Ach ja, für dich hörte es sich viellecht so an, als ob ich nicht angeln würde, aber das Gegenteil ist der Fall, ich bin absoluter Angelextremist und weiss durchaus, was ein "normaler" Fang ist. Selbst, wenn ich mit meinem Motorboot (30 ps, Echolot, GPS, blablabla) unterwegs bin fange ich ganz selten bis nie wirklich richtig viel Dorsch.

Ich gucke mal, ob ich die Fagebögen online finde.

Gruss Jomel


----------



## esox_105 (23. Februar 2006)

*AW: Wo laichen denn die "Küstendorsche"?*

Hier findest du den Text von Norbert Schulz:

http://www.bfa-fish.de/ior/ior-d/veroeffent_04.html


----------



## gegenstrom (23. Februar 2006)

*AW: Wo laichen denn die "Küstendorsche"?*

Hallo Laky,

jo, aber schwäääre Kost.

Gruß Frank


----------



## Laky (23. Februar 2006)

*AW: Wo laichen denn die "Küstendorsche"?*

Hallo


> jo, aber schwäääre Kost.


Stimmt |supergri |supergri |supergri 
Aber dafür hat man z.B. die Information über den Vorschlag, zur EU VERORDNUNG "zur Wiederauffüllung des Bestands des Europäischen Aals vom 06.10.05", die jetzt im AB diskutiert wird, schon am 07.10.05.|rolleyes


----------



## gegenstrom (24. Februar 2006)

*AW: Wo laichen denn die "Küstendorsche"?*

Hallo,

wegen der Bögen habe ich mal an bfa gemailt, (scheint ja sonst auch keiner  den Download zu finden), und auch noch mal die Story meiner zwei Dorsche zum Besten gegeben.
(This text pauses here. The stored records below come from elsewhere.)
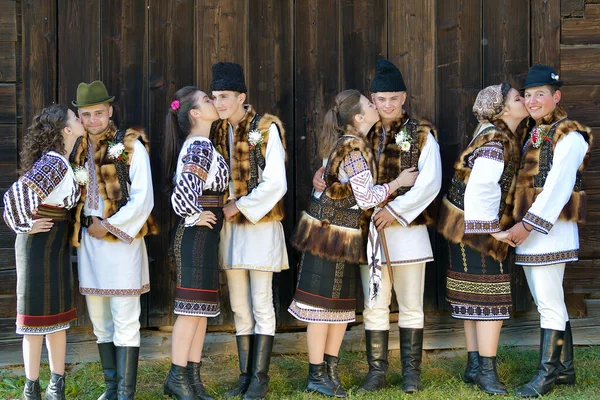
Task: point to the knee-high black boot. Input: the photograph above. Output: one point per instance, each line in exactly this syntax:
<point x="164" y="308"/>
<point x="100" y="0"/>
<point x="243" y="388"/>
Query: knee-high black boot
<point x="377" y="349"/>
<point x="550" y="348"/>
<point x="127" y="362"/>
<point x="245" y="344"/>
<point x="108" y="360"/>
<point x="566" y="369"/>
<point x="259" y="384"/>
<point x="411" y="354"/>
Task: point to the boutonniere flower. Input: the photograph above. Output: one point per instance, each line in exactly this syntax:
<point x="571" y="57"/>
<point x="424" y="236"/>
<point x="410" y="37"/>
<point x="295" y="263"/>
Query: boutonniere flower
<point x="403" y="140"/>
<point x="256" y="138"/>
<point x="538" y="135"/>
<point x="82" y="176"/>
<point x="116" y="151"/>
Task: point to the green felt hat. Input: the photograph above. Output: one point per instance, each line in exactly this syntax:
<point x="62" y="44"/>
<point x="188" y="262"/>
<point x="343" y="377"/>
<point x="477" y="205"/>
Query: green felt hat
<point x="90" y="94"/>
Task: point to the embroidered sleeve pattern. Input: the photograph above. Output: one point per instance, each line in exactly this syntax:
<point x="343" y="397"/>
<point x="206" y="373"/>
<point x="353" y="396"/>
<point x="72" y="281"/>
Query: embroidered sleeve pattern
<point x="366" y="194"/>
<point x="490" y="150"/>
<point x="481" y="227"/>
<point x="538" y="223"/>
<point x="190" y="185"/>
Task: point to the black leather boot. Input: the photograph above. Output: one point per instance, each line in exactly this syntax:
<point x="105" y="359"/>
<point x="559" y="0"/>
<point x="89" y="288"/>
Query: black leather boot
<point x="332" y="363"/>
<point x="377" y="349"/>
<point x="487" y="377"/>
<point x="411" y="354"/>
<point x="319" y="381"/>
<point x="261" y="359"/>
<point x="177" y="384"/>
<point x="245" y="344"/>
<point x="196" y="381"/>
<point x="127" y="361"/>
<point x="56" y="387"/>
<point x="547" y="371"/>
<point x="32" y="390"/>
<point x="566" y="369"/>
<point x="472" y="367"/>
<point x="108" y="360"/>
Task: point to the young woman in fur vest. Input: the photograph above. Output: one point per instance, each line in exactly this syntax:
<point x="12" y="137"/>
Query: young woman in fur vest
<point x="549" y="203"/>
<point x="473" y="217"/>
<point x="331" y="238"/>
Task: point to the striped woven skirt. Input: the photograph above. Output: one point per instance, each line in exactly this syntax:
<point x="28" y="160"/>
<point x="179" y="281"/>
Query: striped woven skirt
<point x="45" y="286"/>
<point x="195" y="250"/>
<point x="326" y="291"/>
<point x="477" y="286"/>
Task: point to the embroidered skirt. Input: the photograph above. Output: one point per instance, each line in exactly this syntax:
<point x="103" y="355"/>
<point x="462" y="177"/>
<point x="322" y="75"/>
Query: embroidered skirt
<point x="477" y="286"/>
<point x="44" y="281"/>
<point x="326" y="291"/>
<point x="195" y="251"/>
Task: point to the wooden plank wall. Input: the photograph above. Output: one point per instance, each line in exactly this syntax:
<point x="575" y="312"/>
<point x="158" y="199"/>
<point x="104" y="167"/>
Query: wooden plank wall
<point x="297" y="55"/>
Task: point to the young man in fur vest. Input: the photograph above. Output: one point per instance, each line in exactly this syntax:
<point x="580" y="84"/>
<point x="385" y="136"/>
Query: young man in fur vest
<point x="112" y="218"/>
<point x="252" y="241"/>
<point x="400" y="142"/>
<point x="549" y="203"/>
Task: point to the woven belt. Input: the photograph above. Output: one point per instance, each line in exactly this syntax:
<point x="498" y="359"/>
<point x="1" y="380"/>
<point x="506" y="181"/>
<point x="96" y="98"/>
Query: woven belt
<point x="212" y="201"/>
<point x="55" y="213"/>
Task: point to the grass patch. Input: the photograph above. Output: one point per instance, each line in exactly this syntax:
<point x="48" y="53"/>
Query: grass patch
<point x="441" y="374"/>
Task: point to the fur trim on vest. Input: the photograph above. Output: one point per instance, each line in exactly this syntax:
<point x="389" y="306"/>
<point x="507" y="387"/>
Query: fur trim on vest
<point x="527" y="190"/>
<point x="392" y="160"/>
<point x="451" y="220"/>
<point x="339" y="235"/>
<point x="109" y="187"/>
<point x="241" y="170"/>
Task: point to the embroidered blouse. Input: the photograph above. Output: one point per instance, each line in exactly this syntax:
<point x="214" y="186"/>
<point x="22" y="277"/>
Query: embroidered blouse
<point x="50" y="181"/>
<point x="200" y="168"/>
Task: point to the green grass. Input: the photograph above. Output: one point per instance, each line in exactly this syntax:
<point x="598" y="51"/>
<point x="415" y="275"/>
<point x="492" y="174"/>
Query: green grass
<point x="440" y="375"/>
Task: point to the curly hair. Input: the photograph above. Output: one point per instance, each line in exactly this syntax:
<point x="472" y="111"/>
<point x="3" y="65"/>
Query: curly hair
<point x="44" y="135"/>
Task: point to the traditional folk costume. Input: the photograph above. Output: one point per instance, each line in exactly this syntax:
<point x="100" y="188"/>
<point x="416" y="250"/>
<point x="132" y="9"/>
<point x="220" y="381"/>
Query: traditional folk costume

Bin gespannt ob und wann zurückgemailt wird. Vielleicht passiert ja was.

Laky,
Aal;+  Die sind doch ekelig. Bei mir hat sich zum Glück bisher nur einer verirrt, der hat sich immer um meinen Arm gewickelt, mein Sohn mußte den losmachen. Seit dem alles ausser Aal.:v  (Der eine Smiley lachte mich an,wollte ich schon immer mal setzen, ich hoffe du nimmst es mit Humor) Also die Aalgeschichte auf dem Link hat mich jetzt nicht so interessiert aber es soll ja Leute geben die den als Zielfisch haben. 

Gruß Frank


----------



## sunny (24. Februar 2006)

*AW: Wo laichen denn die "Küstendorsche"?*

Ich wollte mich ja eigentlich hier nicht mehr melden, weil ich davon ausgegangen bin, dass es sich bei diesem Thread um eine "Ente" handelt.

Aber lesen muss man doch immer irgendwie. Je länger ich das hier verfolge, desto mehr stellt sich meine Annahme als Trugschluß raus|rotwerden .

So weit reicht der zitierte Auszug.